Usage of a Web-based educational tool will improve residents' scores on the American Board of Surgery In-Training Examination (ABSITE).
Before and after trial.
Academic surgical residency in a tertiary care university hospital.
Nineteen postgraduate year 1 (PGY1) and PGY2 residents.
All PGY1 and PGY2 residents were given unlimited access to a Web-based educational tool aimed at early-level residents in surgery. The educational tool covers the basic science of surgery and basic concepts of clinical surgery and uses a variety of educational techniques (readings, problem-based learning, case-based learning, and practice tests). Although residents were encouraged to complete the learning package, they were not required to do so.
Main Outcome Measures
The ABSITE scores and changes in ABSITE scores were compared with the amount of time residents spent using the program and the number of tutorials completed.

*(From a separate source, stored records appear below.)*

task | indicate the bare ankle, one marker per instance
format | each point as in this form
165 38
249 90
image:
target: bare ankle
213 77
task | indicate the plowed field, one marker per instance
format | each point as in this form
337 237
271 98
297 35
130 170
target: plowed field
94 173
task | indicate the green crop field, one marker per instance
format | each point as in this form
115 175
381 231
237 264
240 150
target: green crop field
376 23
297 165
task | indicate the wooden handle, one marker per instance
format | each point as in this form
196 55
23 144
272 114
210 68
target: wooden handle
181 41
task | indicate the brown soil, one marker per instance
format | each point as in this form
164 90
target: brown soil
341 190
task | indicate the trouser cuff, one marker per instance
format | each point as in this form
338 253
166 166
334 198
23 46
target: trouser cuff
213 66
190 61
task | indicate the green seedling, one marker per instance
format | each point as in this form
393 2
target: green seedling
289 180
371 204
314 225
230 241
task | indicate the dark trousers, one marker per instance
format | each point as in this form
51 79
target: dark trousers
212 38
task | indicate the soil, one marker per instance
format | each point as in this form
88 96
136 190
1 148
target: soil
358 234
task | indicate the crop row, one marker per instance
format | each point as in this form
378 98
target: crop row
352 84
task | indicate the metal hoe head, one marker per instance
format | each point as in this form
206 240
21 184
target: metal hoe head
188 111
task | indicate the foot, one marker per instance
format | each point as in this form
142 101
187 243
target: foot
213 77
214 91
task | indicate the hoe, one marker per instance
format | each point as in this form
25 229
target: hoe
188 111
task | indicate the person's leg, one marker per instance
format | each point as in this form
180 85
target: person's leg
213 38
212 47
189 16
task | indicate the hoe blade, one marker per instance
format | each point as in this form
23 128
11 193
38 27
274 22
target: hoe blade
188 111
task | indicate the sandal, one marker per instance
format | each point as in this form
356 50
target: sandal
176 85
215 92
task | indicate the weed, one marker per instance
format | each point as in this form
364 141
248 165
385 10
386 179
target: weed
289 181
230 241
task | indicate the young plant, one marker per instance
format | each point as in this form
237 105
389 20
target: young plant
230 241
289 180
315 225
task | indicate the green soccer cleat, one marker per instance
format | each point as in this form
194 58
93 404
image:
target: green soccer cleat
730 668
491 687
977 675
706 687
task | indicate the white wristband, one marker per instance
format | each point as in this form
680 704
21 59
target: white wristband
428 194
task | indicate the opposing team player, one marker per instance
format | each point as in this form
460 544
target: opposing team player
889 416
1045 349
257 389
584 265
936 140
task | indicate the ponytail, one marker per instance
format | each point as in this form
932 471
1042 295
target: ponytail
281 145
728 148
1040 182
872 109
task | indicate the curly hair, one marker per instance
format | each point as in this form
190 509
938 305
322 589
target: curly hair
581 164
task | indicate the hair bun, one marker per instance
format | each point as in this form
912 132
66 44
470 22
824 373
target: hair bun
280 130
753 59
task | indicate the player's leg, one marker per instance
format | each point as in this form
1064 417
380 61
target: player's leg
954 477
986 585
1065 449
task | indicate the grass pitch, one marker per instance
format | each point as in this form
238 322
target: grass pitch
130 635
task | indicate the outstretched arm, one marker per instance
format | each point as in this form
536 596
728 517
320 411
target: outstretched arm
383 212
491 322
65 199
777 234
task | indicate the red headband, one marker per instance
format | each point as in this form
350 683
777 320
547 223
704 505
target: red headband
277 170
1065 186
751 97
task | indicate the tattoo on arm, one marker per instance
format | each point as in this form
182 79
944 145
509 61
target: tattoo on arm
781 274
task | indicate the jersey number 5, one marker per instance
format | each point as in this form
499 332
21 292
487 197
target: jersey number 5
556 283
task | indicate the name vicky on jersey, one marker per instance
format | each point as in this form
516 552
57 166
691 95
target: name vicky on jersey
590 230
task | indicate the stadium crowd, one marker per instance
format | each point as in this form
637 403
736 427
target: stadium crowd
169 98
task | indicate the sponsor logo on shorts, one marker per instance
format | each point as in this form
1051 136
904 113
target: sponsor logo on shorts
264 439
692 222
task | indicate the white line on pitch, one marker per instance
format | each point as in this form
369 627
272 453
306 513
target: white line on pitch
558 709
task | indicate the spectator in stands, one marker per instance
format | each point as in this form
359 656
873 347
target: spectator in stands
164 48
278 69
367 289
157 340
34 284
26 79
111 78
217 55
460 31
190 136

There was no significant difference in ABSITE scores before or after the use of the Web-based educational tool. There was no significant relationship between use of the tool (either in total time or total tutorials) and ABSITE score. For PGY2 residents, there was a negative relationship between total time spent on the program and ABSITE score (linear regression analysis best-fit slope, −0.20 ± 0.1; r2 = 0.33) and total tutorials completed and ABSITE score (linear regression analysis best-fit slope, −0.34 ± 0.22; r2 = 0.25).
There was no demonstrable beneficial effect of a Web-based educational tool on cognitive knowledge of residents as measured by ABSITE scores.